Méfions-nous de la voix du client

Méfions-nous de la voix du client… car elle n’existe pas ! Comment ça vous allez me dire, le client ne s’est jamais autant exprimé, n’a jamais autant donné de la voix qu’aujourd’hui. Et sur la place publique. Il n’est qu’à tendre l’oreille pour entendre sa voix. Soit. J’entends bien moi aussi, mais je persiste : la voix du client n’existe pas.

Autorisez-moi à nuancer aussitôt : si la voix du client n’existe pas, la voix DES clients existe.

Vous allez encore me dire, ce n’est pas de la nuance, c’est de la chicanerie. Que nenni ! Car parler de voix du client c’est imaginer une masse indifférenciée, homogène et uniforme. C’est se représenter un client qui ne parlerait que d’une seule voix. Il suffirait ainsi de se mettre à son balcon, tel un monarque éclairé, et tendre l’oreille pour savoir ce que pense le bon peuple (le client en l’occurrence).

En vérité ce qui n’existe pas, ce n’est pas la voix, mais le client. C’est un peu trivial à dire, mais il n’existe pas un client, mais une multitude de clients, avec des voix discordantes (parce qu’ils ont des attentes et des besoins différents). Et parce qu’elles sont discordantes, il faut s’en méfier. Non pas les mettre en doute (un client ne ment pas, voyons), mais les examiner dans une situation, un espace et un temps donné.

Méfions-nous de la voix du client sur les réseaux sociaux

La voix du client est d’abord une réaction avant d’être une pensée construite et organisée. Et plus qu’ailleurs, les réseaux sociaux sont le lieu de la réaction immédiate, de l’invective et de la provocation. C’est aussi lieu de la parole publique et un moyen pour le client de crier au monde, « voyez comme je suis mécontent ! », « voyez comme je suis capable d’indignation ! » L’indignation étant une vertu à la mode dont il est naturellement bien vu de faire usage. Sur les réseaux sociaux avant d’expliquer mon problème, je crie au scandale.

Méfions-nous de la voix du client dans le centre de contacts

Les conseillers des centres d’appels souffrent souvent du syndrome du Service bagage. C’est à l’origine un syndrome qui touche les employés des compagnies aériennes affectés au service bagage et qui par la nature de leur mission sont uniquement au contact de clients qui ont perdu leur bagage au cours du voyage. Par conséquent, pour ces employés, 100 % des clients de la compagnie perdent leur valise.
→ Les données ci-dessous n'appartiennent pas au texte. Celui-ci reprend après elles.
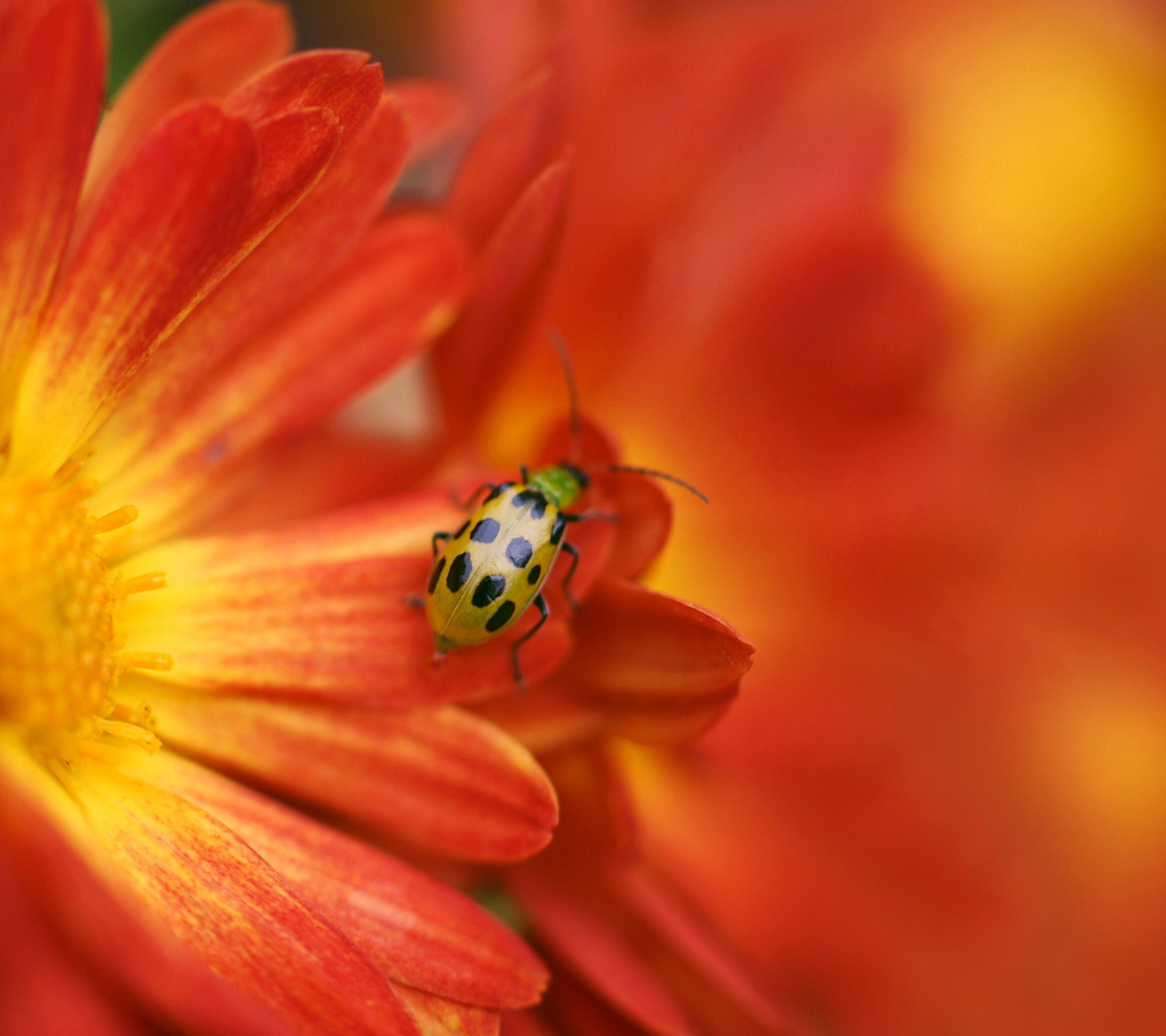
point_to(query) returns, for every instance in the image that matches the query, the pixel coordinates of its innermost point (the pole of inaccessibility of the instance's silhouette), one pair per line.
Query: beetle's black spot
(497, 492)
(458, 572)
(535, 499)
(490, 588)
(519, 551)
(485, 532)
(556, 530)
(501, 617)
Quand on leur demande s’ils ont l’impression que les clients de l’entreprise sont satisfaits, ils répondent NON sans hésiter. Et se demandent même s’il existe un client heureux dans la compagnie.

De la même façon, les conseillers des centres d’appels sont le plus souvent en relation avec des clients mécontents ou sinon qui rencontrent un problème ou une difficulté avec l’entreprise. Il est rare qu’un client appelle le centre de contacts pour dire : « Ecoutez, je suis vraiment très content, votre produit est extraordinaire et ça se passe vraiment bien pour moi tous les jours. Merci d’exister. » Pourtant de tels clients existent, mais ils n’appellent pas le centre de contacts.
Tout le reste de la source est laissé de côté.